Como era de se esperar, a maioria escolheu aderir à fuga em massa. Assim, ao menos ali, eles poderiam ajudar a moldar seu mundo e sua estrutura social, diferente da Terra. Muitos perceberam que a maior parte da ira dos cidadãos vinha do fato de nunca terem tido o poder de decidir algo por si mesmos.

Mesmo nos EUA, que se vangloriavam como uma sociedade democrática, as pessoas só tinham a ilusão de escolha. Cada eleição era a mesma coisa — parecia votar em pedaços de isopor ou catar manchas de baba seca num prato de papel ou numa bandeja de prata. No final, a voz do povo nunca tinha peso.

No entanto, a onda de prisões não significava que os protestos tinham acabado. Ainda havia centenas de milhões de pessoas protestando ao redor do globo. Contudo, elas estavam seguindo rigorosamente as diretrizes e leis que não só permitiam os protestos, mas também forneciam orientações de como fazê-los de forma eficaz.
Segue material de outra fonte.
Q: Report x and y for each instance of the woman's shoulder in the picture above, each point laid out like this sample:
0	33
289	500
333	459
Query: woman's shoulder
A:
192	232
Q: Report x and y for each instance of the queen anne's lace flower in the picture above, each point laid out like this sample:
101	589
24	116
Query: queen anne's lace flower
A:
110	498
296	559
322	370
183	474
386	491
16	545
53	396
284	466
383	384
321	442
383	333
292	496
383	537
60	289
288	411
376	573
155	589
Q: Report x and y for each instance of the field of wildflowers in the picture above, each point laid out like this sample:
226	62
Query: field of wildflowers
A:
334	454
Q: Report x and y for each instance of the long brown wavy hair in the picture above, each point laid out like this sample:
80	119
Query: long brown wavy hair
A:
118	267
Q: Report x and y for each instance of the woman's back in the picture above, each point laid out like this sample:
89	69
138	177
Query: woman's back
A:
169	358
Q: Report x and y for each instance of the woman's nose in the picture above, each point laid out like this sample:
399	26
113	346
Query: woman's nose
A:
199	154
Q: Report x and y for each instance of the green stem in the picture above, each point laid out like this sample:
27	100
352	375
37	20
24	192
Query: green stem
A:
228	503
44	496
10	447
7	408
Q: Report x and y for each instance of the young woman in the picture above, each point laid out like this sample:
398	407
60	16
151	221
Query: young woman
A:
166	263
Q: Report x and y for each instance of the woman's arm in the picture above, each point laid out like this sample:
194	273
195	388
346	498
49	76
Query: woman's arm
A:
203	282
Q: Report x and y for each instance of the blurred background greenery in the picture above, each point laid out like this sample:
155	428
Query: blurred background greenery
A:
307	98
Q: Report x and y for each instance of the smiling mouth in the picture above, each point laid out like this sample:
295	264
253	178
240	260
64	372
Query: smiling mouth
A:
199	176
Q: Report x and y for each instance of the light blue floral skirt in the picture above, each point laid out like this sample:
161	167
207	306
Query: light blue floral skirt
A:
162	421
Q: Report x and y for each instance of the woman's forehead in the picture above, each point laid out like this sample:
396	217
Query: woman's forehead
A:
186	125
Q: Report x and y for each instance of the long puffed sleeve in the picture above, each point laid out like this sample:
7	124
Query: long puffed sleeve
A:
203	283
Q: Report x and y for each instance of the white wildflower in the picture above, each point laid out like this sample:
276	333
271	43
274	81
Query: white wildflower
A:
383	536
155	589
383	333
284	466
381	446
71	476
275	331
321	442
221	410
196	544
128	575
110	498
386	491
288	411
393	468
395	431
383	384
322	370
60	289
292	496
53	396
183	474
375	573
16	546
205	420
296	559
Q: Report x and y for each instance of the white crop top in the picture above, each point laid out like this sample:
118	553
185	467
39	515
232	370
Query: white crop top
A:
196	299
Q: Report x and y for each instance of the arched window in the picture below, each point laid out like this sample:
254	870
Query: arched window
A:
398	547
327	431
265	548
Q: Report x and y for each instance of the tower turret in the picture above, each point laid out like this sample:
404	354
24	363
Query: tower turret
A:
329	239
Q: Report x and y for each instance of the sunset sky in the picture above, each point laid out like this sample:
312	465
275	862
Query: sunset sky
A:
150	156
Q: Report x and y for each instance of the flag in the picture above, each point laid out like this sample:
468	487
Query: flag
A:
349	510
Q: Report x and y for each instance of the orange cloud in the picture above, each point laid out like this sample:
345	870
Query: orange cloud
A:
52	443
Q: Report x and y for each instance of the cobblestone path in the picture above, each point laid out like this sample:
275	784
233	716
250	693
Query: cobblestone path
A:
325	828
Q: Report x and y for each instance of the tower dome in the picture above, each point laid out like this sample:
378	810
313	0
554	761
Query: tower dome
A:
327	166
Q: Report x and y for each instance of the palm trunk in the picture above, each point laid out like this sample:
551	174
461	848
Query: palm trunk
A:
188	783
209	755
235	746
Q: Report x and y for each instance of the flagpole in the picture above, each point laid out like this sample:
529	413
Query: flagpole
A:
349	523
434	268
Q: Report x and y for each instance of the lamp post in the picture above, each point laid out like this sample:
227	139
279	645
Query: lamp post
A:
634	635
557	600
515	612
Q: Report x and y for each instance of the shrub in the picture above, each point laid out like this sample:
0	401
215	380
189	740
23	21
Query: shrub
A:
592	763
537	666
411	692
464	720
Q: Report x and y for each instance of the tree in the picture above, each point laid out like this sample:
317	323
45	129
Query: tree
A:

Não que fosse difícil de seguir, na verdade; basicamente, resumiam-se a "não machucar as pessoas, não quebrar coisas, não demolir edifícios e não começar incêndios". Portanto, a agência policial imperial limitava-se principalmente a controlar a multidão para evitar atropelamentos e a retirar as pessoas que desmaiavam das multidões.

Assim, embora o número de manifestantes parecesse alarmante isoladamente, os danos que causaram foram na verdade mínimos, na maioria das vezes acidentais.